I was taken to task recently for not giving as much space to the Travis Field memorial softball tournament as I did to the Artists-Writers Game. Suffice to say, if there had been fewer things going on the week it was contested, I would have written more about the tournament, and had there been more things going on the week of the Artists-Writers Game, I would have written less about the scribes and paletteers, confined, as I am, to one page these days vis-a-vis the three or four of yesteryear.
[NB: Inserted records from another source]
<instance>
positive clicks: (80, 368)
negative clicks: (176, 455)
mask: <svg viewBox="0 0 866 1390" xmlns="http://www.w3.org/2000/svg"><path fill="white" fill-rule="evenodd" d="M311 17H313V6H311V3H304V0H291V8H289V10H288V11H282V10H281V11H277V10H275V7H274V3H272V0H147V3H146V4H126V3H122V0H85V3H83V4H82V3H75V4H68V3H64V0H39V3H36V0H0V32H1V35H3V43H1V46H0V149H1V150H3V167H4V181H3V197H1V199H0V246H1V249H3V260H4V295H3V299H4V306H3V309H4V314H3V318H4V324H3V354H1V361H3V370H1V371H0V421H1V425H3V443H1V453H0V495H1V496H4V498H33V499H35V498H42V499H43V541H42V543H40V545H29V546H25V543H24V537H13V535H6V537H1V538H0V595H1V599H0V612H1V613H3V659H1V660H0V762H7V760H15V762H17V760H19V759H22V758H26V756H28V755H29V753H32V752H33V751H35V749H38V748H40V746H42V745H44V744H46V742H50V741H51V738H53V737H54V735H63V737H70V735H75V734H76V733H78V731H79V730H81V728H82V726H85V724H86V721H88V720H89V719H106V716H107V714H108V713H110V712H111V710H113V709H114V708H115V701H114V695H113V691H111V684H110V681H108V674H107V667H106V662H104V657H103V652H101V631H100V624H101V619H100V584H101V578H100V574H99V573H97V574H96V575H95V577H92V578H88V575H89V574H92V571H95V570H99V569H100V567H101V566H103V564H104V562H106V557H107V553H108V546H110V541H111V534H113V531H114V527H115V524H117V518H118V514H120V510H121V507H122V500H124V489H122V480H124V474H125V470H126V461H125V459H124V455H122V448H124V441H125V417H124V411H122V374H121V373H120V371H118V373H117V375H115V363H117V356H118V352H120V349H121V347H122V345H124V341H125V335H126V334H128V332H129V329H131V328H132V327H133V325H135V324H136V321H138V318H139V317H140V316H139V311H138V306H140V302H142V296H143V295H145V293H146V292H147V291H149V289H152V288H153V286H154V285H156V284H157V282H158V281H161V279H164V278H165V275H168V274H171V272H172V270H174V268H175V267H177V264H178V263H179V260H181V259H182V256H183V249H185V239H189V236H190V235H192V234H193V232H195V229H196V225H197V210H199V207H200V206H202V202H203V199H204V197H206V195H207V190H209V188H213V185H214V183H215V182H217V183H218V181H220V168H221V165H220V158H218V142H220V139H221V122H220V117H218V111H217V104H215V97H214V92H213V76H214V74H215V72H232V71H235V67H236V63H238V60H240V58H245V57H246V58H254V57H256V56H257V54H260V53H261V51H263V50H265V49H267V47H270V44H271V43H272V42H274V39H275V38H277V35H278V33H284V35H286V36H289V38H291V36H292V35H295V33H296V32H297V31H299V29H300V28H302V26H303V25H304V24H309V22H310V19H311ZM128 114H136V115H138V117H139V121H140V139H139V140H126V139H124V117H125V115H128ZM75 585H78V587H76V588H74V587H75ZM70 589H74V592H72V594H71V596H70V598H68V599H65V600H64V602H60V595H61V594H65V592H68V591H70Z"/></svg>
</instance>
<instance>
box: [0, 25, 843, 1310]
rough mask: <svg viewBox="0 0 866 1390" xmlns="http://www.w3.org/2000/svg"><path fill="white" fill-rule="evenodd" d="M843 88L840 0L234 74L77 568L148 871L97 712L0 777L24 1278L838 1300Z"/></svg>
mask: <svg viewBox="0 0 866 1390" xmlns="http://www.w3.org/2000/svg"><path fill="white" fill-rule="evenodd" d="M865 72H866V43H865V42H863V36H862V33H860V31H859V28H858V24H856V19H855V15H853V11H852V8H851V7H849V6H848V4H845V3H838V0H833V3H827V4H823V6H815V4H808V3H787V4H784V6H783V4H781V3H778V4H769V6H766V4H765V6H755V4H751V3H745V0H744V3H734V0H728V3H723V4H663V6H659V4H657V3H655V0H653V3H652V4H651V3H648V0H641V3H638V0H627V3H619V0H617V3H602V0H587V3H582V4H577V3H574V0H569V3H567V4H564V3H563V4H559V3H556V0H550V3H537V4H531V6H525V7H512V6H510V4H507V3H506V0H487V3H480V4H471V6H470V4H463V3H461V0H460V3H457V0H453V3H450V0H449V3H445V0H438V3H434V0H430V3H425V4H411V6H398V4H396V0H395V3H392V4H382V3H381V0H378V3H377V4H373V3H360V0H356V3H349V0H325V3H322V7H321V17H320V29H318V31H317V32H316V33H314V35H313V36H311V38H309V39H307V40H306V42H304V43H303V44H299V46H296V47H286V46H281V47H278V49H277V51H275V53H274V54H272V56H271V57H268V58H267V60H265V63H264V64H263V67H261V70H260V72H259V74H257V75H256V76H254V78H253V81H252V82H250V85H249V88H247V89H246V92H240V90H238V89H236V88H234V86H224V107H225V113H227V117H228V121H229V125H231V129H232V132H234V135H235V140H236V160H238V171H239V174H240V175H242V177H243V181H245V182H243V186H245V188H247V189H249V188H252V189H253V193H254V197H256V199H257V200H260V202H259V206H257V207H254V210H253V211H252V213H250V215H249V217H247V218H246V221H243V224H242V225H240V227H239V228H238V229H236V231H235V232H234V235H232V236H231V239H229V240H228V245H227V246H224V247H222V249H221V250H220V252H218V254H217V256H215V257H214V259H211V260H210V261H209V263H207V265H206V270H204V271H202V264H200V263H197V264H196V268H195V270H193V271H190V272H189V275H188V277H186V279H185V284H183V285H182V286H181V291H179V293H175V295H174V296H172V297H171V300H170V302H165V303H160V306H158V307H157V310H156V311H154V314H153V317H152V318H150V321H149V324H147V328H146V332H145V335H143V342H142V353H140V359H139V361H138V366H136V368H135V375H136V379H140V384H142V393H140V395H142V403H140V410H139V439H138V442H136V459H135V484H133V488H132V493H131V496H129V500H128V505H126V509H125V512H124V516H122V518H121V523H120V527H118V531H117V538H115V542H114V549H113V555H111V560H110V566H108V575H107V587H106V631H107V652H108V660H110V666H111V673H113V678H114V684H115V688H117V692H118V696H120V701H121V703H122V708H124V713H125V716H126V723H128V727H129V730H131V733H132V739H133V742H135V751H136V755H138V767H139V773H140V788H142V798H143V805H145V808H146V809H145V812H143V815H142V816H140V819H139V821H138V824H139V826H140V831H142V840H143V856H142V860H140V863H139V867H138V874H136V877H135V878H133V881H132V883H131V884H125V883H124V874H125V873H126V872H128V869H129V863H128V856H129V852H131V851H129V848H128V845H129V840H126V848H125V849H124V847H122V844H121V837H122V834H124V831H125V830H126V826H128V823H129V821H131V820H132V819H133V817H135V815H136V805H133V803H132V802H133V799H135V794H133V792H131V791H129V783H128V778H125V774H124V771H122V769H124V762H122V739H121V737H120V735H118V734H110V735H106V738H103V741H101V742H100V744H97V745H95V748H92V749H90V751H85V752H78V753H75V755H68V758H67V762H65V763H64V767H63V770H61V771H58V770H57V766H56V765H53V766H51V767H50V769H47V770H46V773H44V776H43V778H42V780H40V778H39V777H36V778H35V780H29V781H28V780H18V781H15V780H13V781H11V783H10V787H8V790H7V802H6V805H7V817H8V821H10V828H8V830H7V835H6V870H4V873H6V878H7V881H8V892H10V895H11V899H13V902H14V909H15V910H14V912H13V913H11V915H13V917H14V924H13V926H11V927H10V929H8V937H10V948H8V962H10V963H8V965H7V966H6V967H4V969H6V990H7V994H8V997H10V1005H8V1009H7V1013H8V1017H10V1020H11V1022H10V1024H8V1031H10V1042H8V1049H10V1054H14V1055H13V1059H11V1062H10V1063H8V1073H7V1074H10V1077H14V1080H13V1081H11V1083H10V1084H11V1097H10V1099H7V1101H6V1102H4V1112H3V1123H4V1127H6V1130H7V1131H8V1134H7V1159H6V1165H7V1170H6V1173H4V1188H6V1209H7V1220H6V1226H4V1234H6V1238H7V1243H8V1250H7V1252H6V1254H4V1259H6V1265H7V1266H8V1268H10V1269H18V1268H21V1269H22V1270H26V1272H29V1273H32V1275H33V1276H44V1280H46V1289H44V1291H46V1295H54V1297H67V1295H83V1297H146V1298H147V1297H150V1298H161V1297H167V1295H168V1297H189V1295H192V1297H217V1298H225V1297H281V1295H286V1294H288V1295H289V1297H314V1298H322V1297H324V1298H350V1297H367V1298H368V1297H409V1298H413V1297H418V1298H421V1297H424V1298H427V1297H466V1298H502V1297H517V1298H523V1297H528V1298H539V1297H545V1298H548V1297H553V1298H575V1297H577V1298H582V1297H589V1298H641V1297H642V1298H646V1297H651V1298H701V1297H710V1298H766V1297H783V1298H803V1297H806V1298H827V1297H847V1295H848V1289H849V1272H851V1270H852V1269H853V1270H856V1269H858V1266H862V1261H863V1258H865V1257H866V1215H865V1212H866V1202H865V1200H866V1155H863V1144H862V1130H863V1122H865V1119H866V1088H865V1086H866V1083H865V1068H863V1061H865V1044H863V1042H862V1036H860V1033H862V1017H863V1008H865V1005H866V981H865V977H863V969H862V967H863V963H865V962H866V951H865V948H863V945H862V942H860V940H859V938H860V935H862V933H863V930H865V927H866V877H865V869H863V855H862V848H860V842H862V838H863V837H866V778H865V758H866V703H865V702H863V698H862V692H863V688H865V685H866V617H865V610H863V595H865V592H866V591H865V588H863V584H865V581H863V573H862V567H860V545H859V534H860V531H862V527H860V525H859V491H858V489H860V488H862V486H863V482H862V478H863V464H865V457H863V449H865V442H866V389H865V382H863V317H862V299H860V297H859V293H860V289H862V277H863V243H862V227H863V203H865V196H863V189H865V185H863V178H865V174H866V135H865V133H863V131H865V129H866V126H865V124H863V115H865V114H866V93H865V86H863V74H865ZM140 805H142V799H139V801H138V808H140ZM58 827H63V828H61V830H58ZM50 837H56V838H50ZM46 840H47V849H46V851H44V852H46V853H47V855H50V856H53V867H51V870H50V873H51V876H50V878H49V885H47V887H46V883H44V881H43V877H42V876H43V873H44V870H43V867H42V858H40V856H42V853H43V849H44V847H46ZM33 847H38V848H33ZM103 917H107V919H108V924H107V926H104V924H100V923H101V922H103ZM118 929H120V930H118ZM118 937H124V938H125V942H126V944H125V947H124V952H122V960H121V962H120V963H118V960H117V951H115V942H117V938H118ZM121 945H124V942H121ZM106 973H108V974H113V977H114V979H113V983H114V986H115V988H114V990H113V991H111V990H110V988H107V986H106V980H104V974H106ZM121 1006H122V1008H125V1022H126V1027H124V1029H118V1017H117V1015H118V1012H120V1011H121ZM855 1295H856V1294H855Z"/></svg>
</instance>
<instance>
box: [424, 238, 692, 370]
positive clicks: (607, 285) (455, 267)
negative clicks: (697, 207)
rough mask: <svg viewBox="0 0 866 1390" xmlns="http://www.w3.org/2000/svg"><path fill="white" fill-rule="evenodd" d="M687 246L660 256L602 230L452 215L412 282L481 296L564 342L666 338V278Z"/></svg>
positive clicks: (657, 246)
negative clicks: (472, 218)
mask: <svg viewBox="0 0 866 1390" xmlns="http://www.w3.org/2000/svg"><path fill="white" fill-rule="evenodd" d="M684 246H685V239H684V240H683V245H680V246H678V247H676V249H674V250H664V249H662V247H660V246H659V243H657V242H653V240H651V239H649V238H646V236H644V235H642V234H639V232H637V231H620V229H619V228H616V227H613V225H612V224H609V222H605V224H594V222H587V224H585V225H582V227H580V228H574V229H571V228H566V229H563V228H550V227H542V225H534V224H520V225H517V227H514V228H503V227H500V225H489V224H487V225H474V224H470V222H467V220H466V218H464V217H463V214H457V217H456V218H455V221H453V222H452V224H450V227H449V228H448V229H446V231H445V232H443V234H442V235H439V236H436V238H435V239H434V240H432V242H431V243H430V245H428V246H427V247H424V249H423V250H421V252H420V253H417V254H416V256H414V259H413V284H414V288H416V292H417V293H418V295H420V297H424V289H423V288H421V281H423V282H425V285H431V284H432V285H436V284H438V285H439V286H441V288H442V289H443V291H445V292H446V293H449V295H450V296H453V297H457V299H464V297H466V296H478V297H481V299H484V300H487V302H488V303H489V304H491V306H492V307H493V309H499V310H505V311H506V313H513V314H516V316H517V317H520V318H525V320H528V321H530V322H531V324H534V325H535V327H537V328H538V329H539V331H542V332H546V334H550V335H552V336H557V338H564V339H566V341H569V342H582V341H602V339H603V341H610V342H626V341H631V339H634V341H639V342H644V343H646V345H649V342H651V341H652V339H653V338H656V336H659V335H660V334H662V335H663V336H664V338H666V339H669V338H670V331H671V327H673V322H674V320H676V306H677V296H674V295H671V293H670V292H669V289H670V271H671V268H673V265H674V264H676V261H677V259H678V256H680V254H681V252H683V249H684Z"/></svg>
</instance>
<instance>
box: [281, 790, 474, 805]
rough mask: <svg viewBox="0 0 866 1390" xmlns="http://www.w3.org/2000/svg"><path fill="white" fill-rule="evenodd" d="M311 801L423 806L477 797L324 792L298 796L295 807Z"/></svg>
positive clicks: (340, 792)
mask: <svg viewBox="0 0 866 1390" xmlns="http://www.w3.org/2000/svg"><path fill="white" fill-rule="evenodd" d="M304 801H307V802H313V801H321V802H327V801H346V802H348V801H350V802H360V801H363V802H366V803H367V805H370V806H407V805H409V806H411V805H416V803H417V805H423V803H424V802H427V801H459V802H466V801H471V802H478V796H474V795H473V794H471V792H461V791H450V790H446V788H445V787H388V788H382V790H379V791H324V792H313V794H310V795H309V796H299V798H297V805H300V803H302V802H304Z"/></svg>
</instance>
To my mind, both events were noteworthy, if for no other reason than they are played for worthy organizations, the Travis Field memorial scholarship fund in the tournament’s case, and the Retreat, the Eleanor Whitmore Early Childhood Center, Phoenix House, and East End Hospice in the case of the Artists-Writers Game, which they say was first played in Wilfrid Zogbaum’s front yard in Springs, where the Fields live, where I and my wife live, 75 years ago.
There was no turnip then, but there were two grapefruits and a coconut served up in the inaugural to Philip Pavia, a heavy-hitting sculptor who told me for a history of The Game I wrote in 1991 that after being fooled twice, he had asked to see the ball in his third trip to the plate. Offering a neatly shaved, painted, and stitched spheroid with a Spalding trademark, “The treacherous Esteban Vicente said, ‘Here, feel it.’ I did and it seemed basically okay. . . . When I hit it, it was like fireworks! The Fourth of July! It splattered all over . . . the kids ran out and ate the pieces. . . .”
The second year the Travis Field tournament was played, in 2009, Fran Graham said, “This tournament is a sweet thing — it kind of brings everybody together . . . it’s like a weekend away from working with your friends.”
It still is. There was a smoke trail “halo” in the sky that year too, which everyone saw, and which prompted Chris Field, Travis’s father, to say, “Pretty cool.”
So, yes, attention should be paid . . . all around.